In the second patient, based on his clinical findings and bone scan, we considered multiple myeloma, multiple secondary metastases, and multifocal tuberculosis in the differential diagnosis. Bone marrow aspirate, serum electrophoresis, and urine testing for Bence-Jones proteins were negative. Biopsy of the first metatarsal head confirmed tuberculosis.

For the third patient, the diagnosis of tuberculosis was more obvious with a sternal sinus and thoracic spine lesions with deformity. Tuberculosis was confirmed by biopsy of the sternal lesion.

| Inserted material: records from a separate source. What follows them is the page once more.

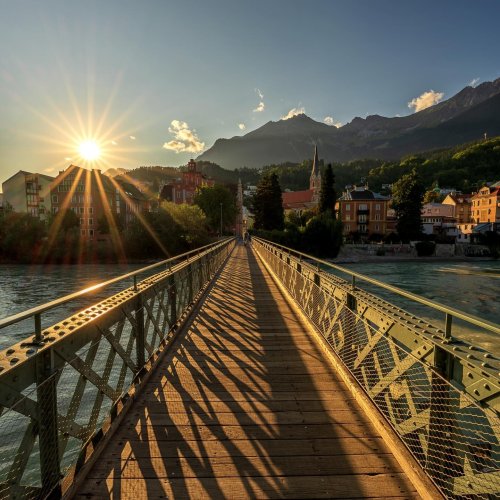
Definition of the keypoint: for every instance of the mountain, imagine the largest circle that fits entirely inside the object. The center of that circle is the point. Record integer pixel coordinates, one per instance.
(114, 172)
(464, 117)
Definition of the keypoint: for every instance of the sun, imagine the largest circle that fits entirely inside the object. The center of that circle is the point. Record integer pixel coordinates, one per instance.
(89, 150)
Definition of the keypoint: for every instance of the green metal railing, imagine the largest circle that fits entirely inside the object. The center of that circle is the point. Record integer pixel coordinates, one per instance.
(440, 394)
(60, 386)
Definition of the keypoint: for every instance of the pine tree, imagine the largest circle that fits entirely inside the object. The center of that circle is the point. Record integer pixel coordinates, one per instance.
(268, 204)
(328, 196)
(407, 200)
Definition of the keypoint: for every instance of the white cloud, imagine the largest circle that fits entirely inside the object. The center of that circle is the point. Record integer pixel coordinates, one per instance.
(294, 112)
(426, 100)
(261, 107)
(185, 139)
(474, 82)
(330, 121)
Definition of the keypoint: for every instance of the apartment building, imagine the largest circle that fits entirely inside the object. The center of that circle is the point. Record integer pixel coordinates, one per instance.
(28, 192)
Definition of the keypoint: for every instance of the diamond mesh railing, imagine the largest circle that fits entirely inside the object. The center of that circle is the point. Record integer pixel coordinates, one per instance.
(440, 394)
(60, 386)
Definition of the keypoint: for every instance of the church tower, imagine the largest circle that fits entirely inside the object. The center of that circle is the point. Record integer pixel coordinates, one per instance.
(315, 179)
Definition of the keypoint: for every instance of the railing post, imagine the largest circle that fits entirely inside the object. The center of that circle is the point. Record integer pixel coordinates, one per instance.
(190, 271)
(173, 300)
(140, 333)
(48, 438)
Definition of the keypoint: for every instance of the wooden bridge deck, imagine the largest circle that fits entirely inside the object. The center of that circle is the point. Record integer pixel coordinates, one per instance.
(246, 406)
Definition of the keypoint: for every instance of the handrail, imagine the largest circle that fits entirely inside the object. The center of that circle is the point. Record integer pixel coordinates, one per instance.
(487, 325)
(34, 311)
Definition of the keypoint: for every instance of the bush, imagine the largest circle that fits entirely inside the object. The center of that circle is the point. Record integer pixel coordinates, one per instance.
(323, 236)
(425, 248)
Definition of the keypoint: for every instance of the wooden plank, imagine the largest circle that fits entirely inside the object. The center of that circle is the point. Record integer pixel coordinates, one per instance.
(157, 445)
(196, 417)
(256, 432)
(341, 486)
(244, 466)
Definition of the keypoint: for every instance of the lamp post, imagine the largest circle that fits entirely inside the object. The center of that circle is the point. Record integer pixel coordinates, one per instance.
(221, 220)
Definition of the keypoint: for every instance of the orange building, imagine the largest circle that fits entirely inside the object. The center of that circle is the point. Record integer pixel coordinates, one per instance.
(93, 196)
(462, 204)
(363, 211)
(184, 190)
(486, 205)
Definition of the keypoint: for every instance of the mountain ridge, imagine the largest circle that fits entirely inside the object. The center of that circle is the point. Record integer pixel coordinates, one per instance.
(374, 136)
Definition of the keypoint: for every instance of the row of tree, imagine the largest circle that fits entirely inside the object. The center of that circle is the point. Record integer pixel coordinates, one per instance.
(317, 232)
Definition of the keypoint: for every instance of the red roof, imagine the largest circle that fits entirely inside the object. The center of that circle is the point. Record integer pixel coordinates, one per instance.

Approximately 50 percent of patients with bone and joint tuberculosis have negative findings on chest X-ray.3 We feel that the difficulty in diagnosing multifocal skeletal tuberculosis is due to both the generalized somatic symptoms at presentation, and the non-specific physical findings and radiologic results, all of which give rise to a large differential diagnosis. Therefore, physicians should maintain a high degree of suspicion for tuberculosis if a patient presents with multiple somatic symptoms, particularly if the patient is from an area where tuberculosis is endemic. Multifocal skeletal tuberculosis must be considered in the differential diagnosis of multiple destructive skeletal lesions. This condition may mimic malignant disease both clinically and radiographically.4

The mainstay of treatment of spinal tuberculosis is conservative management with bracing and anti-tuberculosis drugs. Surgery is needed only if there is a neurologic deficit or spinal instability. These lesions respond rapidly to anti-tuberculosis drugs and quiescence is evidenced by the return of bone density to normal, as illustrated in these three cases.